Words are powerful! Always try to show a positive intention and keep your words sincere. A few kind words can enlighten and uplift others. Speaking good words with positive intention is the foundation of healthy relationships.

11. Take the lead in situations

People respect those who leap forward to handle challenging situations. Generally those people are not admired, who stand back and look for others to resolve the problem. Some people avoid taking the lead because of fear of criticism. They think playing safe is a better option. A man should work out of his comfort zone and take the lead to find solutions. The more you act like a leader, the more respected you will be as a man.
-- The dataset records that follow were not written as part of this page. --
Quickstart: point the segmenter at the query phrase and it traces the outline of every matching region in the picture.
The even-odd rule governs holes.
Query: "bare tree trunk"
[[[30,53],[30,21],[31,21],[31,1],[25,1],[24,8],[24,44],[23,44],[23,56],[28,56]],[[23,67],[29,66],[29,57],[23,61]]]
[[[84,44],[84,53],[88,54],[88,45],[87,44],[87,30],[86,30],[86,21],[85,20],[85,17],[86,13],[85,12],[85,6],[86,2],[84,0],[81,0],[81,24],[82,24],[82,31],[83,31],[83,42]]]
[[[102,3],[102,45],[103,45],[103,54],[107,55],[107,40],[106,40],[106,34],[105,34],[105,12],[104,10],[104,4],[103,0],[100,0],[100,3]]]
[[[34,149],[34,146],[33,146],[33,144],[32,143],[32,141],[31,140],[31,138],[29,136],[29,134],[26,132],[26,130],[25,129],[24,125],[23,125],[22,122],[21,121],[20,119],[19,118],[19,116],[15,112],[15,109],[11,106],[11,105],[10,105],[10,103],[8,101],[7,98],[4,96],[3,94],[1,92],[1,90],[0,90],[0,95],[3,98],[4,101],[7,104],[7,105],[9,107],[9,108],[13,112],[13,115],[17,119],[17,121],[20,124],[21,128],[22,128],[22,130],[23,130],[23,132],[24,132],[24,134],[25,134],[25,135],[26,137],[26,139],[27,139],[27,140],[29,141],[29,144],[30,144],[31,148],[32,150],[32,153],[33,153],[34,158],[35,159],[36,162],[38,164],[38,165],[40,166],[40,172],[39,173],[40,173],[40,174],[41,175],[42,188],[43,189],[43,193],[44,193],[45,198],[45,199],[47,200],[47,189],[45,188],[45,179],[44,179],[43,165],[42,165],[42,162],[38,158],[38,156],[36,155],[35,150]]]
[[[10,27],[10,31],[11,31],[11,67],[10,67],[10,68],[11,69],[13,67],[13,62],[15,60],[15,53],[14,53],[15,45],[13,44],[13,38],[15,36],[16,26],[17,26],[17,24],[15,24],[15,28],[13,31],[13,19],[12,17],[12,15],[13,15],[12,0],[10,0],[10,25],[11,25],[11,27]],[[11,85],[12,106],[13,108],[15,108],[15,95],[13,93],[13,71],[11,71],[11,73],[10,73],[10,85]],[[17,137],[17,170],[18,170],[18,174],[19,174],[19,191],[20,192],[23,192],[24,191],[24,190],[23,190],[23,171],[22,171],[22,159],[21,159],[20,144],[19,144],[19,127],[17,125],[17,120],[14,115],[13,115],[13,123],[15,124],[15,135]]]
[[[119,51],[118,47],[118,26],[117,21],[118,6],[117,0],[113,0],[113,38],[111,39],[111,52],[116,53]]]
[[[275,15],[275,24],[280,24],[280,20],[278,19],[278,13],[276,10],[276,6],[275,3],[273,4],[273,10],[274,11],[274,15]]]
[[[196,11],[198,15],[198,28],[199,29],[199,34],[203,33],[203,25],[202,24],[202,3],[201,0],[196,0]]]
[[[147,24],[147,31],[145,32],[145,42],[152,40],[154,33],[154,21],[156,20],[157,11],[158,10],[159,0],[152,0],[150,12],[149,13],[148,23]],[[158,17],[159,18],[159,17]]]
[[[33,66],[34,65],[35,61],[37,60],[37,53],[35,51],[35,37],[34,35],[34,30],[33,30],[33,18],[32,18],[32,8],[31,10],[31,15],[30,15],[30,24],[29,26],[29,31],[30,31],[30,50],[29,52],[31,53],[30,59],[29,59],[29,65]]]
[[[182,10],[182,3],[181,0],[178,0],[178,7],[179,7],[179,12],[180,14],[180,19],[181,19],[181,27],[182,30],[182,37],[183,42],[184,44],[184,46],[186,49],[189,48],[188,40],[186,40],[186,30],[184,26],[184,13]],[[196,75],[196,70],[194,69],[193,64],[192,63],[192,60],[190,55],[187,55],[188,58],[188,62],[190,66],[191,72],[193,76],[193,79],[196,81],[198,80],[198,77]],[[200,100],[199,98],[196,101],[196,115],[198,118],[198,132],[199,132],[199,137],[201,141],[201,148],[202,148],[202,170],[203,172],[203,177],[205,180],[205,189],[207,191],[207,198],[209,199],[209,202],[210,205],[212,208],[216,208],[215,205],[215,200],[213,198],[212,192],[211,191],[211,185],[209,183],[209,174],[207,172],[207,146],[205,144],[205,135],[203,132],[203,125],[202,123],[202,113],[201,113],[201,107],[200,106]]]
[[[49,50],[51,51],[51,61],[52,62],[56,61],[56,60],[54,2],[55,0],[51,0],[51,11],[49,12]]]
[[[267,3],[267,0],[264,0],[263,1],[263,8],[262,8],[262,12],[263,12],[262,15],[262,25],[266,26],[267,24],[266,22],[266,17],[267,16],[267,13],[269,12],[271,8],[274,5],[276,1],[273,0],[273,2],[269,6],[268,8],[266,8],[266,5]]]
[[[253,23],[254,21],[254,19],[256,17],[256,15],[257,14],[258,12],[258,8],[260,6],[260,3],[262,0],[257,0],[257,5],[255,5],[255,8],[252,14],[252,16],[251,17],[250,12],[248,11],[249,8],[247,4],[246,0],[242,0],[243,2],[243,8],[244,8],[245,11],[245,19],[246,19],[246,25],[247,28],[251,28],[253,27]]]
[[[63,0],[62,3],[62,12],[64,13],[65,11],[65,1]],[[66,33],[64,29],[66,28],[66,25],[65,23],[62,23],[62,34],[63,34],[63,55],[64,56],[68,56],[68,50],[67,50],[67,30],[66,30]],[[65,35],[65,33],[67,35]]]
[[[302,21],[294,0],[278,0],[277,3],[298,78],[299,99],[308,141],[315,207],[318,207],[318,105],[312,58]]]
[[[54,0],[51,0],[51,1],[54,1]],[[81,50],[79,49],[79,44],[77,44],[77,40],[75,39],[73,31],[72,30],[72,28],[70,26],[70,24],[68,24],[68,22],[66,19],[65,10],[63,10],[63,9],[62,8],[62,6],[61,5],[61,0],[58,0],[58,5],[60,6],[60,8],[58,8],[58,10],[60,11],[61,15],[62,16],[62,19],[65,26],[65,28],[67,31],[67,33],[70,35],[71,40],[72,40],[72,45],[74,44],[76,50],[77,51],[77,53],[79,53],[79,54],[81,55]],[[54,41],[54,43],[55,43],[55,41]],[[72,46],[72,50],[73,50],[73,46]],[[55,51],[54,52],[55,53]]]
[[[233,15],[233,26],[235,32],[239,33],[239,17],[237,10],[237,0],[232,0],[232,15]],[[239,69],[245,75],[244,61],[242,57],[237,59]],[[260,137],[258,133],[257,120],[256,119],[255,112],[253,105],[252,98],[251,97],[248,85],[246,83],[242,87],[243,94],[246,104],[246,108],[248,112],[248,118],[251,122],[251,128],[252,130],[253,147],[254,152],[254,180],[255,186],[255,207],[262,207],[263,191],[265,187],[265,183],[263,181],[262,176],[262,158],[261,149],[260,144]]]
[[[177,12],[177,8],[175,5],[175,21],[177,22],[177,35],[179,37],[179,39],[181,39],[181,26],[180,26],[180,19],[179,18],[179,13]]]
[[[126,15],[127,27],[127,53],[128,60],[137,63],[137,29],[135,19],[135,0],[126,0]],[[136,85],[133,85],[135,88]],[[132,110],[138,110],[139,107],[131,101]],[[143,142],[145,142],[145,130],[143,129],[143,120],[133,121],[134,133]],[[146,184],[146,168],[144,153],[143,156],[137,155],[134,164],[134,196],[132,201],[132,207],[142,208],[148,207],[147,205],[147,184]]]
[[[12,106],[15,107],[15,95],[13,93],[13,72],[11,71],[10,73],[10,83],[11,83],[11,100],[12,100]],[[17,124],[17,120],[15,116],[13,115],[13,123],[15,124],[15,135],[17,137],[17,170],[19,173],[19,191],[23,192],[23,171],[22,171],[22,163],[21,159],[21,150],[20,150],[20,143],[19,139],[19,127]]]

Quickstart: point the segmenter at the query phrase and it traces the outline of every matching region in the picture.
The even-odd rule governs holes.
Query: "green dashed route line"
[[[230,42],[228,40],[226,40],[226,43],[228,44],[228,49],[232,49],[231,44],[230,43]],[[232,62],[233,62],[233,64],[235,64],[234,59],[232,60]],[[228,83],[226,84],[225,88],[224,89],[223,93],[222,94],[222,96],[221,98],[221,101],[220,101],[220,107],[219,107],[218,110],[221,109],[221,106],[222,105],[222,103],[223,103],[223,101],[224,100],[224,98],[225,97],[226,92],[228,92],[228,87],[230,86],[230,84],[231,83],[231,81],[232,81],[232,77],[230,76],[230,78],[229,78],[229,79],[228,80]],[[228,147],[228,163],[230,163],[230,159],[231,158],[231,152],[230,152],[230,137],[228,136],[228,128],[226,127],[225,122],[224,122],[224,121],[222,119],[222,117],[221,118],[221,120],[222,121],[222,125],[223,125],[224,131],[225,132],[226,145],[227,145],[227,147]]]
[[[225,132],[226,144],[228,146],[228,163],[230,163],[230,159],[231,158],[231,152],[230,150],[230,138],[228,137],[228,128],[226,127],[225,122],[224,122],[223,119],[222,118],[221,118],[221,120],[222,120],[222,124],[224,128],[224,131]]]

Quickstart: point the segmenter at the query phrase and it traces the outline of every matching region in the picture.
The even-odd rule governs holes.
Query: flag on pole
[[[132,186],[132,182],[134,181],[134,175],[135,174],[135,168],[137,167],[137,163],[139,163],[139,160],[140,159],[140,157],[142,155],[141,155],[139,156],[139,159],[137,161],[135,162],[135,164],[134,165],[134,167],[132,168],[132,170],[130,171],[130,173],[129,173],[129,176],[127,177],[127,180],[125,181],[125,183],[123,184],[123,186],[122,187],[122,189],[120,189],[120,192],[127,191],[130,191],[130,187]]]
12. Be a better man that people look up to

Try to live your daily life constructing your decisions and actions on the philosophy of “leading by example.” By doing so you will able to increase the levels of long-term confidence to develop the faith that everything else will fall into place as it is meant to. This deliberate lifestyle directs your way of actions toward attaining your goals. The more a successful man you become, the more people will certainly start to look up to you. Your character will inspire others around you to also begin applying your model in their lives. You will be someone people can follow, a leader of strength in this world.

13. Be manly

Being manly does not mean being macho. A better man possesses positive qualities of determination, strength, confidence, high moral qualities, honesty and integrity. A true man has the courage to deal with difficult situations, discomfort or challenges without backing away despite his fear.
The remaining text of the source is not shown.